Ambassadors pushed Ukraine to investigate as condition for White House visit, texts show – NBC News

WASHINGTON — Text messages given to Congress show U.S. ambassadors working to persuade Ukraine to publicly commit to investigating President Donald Trump’s political opponents and explicitly linking the inquiry to whether Ukraine’s president would be granted an official White House visit.

The two ambassadors, both Trump picks, went so far as to draft language for what Ukrainian President Volodymyr Zelenskiy should say, the texts indicate. The messages, released Thursday by House Democrats conducting an impeachment inquiry, show the ambassadors coordinating with both Trump’s personal attorney Rudy Giuliani and a top Zelenskiy aide.

At one point, a diplomat quoted in the texts even expresses alarm that the Trump administration is conditioning the visit and military aid on an investigation of political opponents, saying the linkage is “crazy.”

The messages offer the fullest picture to date of how top diplomats and Giuliani sought to advance Trump’s goal of getting the Ukrainians to investigate both meddling in the 2016 election and Vice President Joe Biden’s son, Hunter Biden.

“Heard from White House – assuming President Z convinces trump he will investigate / ‘get to the bottom of what happened’ in 2016, we will nail down date for a visit to Washington,” former U.S. special representative for Ukraine negotiations Kurt Volker wrote to the top Zelenskiy aide on July 25, just before Trump spoke by phone to Zelenskiy. That phone call led a U.S. intelligence official to file a whistleblower complaint that set off a cascade of fast-moving events, ultimately leading to an impeachment inquiry into the president.
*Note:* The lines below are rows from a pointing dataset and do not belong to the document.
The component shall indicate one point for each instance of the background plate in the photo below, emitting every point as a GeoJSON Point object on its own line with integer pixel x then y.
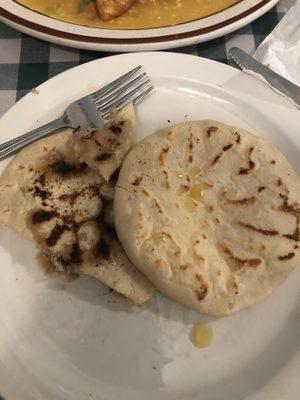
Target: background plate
{"type": "Point", "coordinates": [68, 34]}
{"type": "Point", "coordinates": [76, 341]}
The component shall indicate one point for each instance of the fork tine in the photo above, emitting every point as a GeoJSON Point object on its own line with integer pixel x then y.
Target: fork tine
{"type": "Point", "coordinates": [114, 84]}
{"type": "Point", "coordinates": [102, 103]}
{"type": "Point", "coordinates": [135, 99]}
{"type": "Point", "coordinates": [121, 99]}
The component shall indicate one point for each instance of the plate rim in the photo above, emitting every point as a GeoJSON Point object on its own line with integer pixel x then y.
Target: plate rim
{"type": "Point", "coordinates": [229, 72]}
{"type": "Point", "coordinates": [163, 41]}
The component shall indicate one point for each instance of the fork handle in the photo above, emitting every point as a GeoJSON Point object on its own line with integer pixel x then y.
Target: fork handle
{"type": "Point", "coordinates": [8, 148]}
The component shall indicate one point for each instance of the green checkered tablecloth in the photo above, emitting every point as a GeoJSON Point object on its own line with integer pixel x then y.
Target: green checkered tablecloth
{"type": "Point", "coordinates": [26, 62]}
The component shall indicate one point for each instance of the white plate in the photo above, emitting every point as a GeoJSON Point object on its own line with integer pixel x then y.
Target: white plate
{"type": "Point", "coordinates": [76, 341]}
{"type": "Point", "coordinates": [68, 34]}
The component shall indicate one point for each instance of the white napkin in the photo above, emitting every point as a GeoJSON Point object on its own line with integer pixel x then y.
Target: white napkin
{"type": "Point", "coordinates": [281, 49]}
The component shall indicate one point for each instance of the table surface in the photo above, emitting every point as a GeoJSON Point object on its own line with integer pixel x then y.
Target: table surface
{"type": "Point", "coordinates": [26, 62]}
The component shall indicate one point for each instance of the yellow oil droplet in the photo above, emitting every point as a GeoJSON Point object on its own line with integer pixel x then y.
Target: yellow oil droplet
{"type": "Point", "coordinates": [201, 335]}
{"type": "Point", "coordinates": [190, 204]}
{"type": "Point", "coordinates": [159, 239]}
{"type": "Point", "coordinates": [196, 193]}
{"type": "Point", "coordinates": [195, 171]}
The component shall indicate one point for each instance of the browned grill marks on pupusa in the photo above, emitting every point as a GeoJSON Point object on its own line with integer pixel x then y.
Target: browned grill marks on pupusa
{"type": "Point", "coordinates": [266, 232]}
{"type": "Point", "coordinates": [240, 262]}
{"type": "Point", "coordinates": [286, 257]}
{"type": "Point", "coordinates": [161, 157]}
{"type": "Point", "coordinates": [238, 138]}
{"type": "Point", "coordinates": [75, 255]}
{"type": "Point", "coordinates": [166, 175]}
{"type": "Point", "coordinates": [218, 156]}
{"type": "Point", "coordinates": [158, 206]}
{"type": "Point", "coordinates": [245, 171]}
{"type": "Point", "coordinates": [40, 216]}
{"type": "Point", "coordinates": [38, 192]}
{"type": "Point", "coordinates": [279, 182]}
{"type": "Point", "coordinates": [56, 234]}
{"type": "Point", "coordinates": [191, 145]}
{"type": "Point", "coordinates": [137, 181]}
{"type": "Point", "coordinates": [294, 210]}
{"type": "Point", "coordinates": [210, 130]}
{"type": "Point", "coordinates": [40, 180]}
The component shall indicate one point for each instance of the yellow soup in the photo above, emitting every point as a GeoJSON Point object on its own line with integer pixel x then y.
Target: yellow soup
{"type": "Point", "coordinates": [161, 13]}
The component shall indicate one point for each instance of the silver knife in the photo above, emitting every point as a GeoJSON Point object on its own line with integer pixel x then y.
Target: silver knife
{"type": "Point", "coordinates": [253, 67]}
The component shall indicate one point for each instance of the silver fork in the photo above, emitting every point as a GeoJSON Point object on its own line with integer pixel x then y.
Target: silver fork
{"type": "Point", "coordinates": [91, 110]}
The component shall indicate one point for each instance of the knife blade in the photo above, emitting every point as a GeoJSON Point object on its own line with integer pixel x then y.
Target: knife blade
{"type": "Point", "coordinates": [253, 67]}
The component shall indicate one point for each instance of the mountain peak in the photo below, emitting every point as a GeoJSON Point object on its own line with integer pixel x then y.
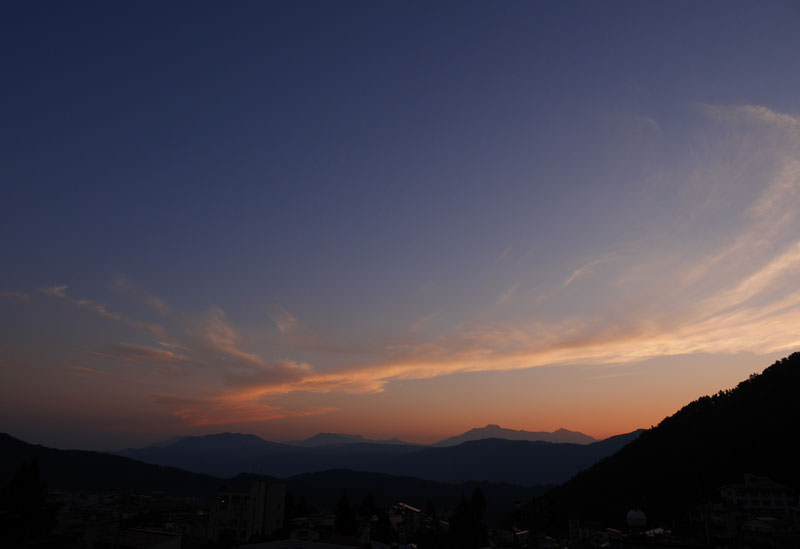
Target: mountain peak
{"type": "Point", "coordinates": [492, 430]}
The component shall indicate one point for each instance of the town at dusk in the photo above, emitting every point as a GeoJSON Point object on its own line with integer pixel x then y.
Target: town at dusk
{"type": "Point", "coordinates": [366, 234]}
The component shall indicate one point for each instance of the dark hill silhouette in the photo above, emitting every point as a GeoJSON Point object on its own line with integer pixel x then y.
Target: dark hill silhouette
{"type": "Point", "coordinates": [78, 469]}
{"type": "Point", "coordinates": [712, 441]}
{"type": "Point", "coordinates": [497, 460]}
{"type": "Point", "coordinates": [495, 431]}
{"type": "Point", "coordinates": [514, 461]}
{"type": "Point", "coordinates": [325, 489]}
{"type": "Point", "coordinates": [330, 439]}
{"type": "Point", "coordinates": [95, 471]}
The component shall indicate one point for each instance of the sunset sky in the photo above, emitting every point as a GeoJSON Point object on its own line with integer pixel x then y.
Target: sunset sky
{"type": "Point", "coordinates": [391, 218]}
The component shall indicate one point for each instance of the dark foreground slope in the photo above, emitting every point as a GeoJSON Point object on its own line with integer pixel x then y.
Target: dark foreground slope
{"type": "Point", "coordinates": [96, 471]}
{"type": "Point", "coordinates": [99, 472]}
{"type": "Point", "coordinates": [683, 461]}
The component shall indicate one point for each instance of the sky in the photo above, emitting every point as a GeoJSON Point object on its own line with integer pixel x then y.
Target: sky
{"type": "Point", "coordinates": [395, 219]}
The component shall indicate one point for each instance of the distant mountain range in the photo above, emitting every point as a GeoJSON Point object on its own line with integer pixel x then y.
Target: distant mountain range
{"type": "Point", "coordinates": [329, 439]}
{"type": "Point", "coordinates": [493, 459]}
{"type": "Point", "coordinates": [684, 461]}
{"type": "Point", "coordinates": [96, 471]}
{"type": "Point", "coordinates": [495, 431]}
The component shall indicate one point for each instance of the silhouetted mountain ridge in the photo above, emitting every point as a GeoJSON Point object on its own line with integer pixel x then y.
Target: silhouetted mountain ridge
{"type": "Point", "coordinates": [330, 439]}
{"type": "Point", "coordinates": [497, 460]}
{"type": "Point", "coordinates": [495, 431]}
{"type": "Point", "coordinates": [684, 460]}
Volker resigned amid the tumult. He provided a deposition Thursday at the Capitol, which included the text messages.

Volker and U.S. Ambassador to the European Union Gordon Sondland — both political appointees — repeatedly stressed the need to get the Ukrainians to agree to the exact language that Zelenskiy would use in announcing an investigation, the texts indicate. In August, Volker proposed to Sondland that they give Zelenskiy a statement to utter at a news conference citing “alleged involvement of some Ukrainian politicians” in interference in U.S. elections.

“We intend to initiate and complete a transparent and unbiased investigation of all available facts and episodes, including those involving Burisma and the 2016 U.S. elections,” Volker and Sondland agreed that the Ukrainian president should say. Zelenskiy never did make the statement.